Keesokan harinya Minhyun sudah mandi padahal jam masih menunjukkan pukul 09.15. Berbalut sweater abu abu serta skinny jeans hitam, lelaki manis itu melangkah ringan menyusuri trotoar bersama dua makhluk tak kasat mata di samping kanan dan kirinya.

Seperti biasa, ia tidak punya tujuan. Kadang Jinyoung dan Jihun memberi saran kemana ia harus pergi, entah itu hanya duduk duduk di area taman kota, menonton gerombolan remaja di lapangan basket outdoor, atau sekedar diam berdiri menyandarkan tubuh pada pohon rindang.

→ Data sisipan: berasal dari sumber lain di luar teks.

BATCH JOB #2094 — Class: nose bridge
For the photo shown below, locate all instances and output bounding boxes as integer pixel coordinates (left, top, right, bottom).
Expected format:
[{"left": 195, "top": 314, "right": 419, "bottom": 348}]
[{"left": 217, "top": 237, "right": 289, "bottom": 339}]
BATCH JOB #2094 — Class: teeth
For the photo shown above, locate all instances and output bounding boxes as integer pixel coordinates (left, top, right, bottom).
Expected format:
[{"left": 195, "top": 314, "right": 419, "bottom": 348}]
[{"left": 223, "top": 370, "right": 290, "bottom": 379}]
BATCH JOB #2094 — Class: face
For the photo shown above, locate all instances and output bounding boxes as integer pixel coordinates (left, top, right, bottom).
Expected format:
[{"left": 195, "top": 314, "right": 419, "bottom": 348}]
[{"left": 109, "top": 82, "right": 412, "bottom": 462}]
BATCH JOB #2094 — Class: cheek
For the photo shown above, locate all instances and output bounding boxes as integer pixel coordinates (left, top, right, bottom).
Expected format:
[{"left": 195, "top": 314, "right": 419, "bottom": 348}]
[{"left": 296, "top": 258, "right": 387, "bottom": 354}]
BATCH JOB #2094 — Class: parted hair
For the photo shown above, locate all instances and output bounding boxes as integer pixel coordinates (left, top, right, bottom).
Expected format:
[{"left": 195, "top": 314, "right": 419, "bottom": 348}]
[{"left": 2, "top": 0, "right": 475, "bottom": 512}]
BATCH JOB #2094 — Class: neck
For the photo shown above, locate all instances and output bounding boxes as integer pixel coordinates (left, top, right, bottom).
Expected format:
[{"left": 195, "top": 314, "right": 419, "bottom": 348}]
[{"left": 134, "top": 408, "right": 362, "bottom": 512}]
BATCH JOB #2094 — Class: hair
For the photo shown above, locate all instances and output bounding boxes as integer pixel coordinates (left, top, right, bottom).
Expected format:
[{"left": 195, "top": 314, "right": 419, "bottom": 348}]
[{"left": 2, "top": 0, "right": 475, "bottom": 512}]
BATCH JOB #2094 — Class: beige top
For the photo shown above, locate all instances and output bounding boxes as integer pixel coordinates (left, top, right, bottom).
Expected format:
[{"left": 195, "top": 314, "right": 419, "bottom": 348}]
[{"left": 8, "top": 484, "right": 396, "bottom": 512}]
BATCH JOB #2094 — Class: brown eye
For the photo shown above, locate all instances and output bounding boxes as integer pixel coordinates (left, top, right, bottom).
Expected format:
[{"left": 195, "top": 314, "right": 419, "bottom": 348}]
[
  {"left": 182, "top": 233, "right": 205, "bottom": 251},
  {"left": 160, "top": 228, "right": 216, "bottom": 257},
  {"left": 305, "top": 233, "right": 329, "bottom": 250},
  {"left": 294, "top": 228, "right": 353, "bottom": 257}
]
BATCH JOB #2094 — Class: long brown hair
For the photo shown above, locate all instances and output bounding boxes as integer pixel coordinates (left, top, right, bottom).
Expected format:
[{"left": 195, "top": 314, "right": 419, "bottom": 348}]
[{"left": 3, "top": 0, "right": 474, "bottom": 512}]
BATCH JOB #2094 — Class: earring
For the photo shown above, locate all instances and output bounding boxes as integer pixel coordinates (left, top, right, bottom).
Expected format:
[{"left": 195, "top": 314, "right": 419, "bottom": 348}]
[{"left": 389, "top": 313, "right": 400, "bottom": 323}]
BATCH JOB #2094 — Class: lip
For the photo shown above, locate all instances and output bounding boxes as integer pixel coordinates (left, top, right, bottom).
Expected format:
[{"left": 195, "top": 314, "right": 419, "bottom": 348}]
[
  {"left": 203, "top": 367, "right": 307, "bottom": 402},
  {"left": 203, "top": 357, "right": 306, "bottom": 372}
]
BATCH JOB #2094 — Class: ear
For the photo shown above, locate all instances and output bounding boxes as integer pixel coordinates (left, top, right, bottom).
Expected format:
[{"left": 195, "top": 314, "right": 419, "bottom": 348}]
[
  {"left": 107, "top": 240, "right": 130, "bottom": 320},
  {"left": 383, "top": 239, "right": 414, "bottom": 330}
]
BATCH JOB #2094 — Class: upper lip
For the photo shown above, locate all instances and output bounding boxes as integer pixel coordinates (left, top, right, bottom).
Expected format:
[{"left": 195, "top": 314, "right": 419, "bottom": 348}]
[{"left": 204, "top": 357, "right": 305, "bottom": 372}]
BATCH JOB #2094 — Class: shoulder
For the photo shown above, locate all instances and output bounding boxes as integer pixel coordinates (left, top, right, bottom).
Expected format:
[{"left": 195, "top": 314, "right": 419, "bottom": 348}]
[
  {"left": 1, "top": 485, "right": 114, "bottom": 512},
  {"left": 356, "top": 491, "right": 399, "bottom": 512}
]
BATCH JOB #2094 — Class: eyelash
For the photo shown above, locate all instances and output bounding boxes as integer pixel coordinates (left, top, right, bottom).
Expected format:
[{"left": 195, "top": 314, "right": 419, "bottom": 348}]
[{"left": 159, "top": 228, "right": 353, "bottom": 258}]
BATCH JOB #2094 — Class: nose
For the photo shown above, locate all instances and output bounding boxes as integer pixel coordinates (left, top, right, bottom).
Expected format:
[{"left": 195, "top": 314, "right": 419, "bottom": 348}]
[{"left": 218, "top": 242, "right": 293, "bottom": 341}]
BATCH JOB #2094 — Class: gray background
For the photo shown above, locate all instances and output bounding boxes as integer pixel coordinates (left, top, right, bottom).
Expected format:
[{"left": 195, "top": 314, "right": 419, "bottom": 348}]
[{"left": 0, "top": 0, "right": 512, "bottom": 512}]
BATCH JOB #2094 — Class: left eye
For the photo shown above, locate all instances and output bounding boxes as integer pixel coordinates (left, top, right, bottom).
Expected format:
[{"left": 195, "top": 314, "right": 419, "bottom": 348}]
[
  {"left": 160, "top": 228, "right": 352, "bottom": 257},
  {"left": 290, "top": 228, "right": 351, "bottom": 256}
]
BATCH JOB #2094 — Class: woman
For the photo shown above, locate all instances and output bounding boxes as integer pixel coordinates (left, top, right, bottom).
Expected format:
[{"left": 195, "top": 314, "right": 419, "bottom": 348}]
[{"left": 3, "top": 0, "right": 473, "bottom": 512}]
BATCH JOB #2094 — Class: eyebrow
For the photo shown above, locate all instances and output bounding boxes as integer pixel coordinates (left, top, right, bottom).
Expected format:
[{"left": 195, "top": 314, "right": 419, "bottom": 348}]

Baik jalanan maupun trotoar cukup lengang, mengingat hari ini adalah hari aktif bekerja, dan siswa siswa pasti sudah duduk manis di bangku sekolah mereka. Sesuai saran Jihun, Minhyun melangkah ke area taman kota. Letaknya hanya satu blok dari rumah, tidak begitu jauh.

Minhyun memeilih area taman bermain, dimana terdapat dua ayunan kosong yang menggoda untuk di duduki. Biasanya Minhyun ke sini pada sore hari, menikmati sibuknya jalanan saat jam jam pulang kerja. Bokong Minhyun mendarat menduduki salah satu ayunan tersebut, menggoyangnya ringan maju mundur.

"Mau mengunjungi ibu?" celetuk Jihun kala mendapati Minhyun melamun menghadap seorang ibu dan seorang balita di gendongannya.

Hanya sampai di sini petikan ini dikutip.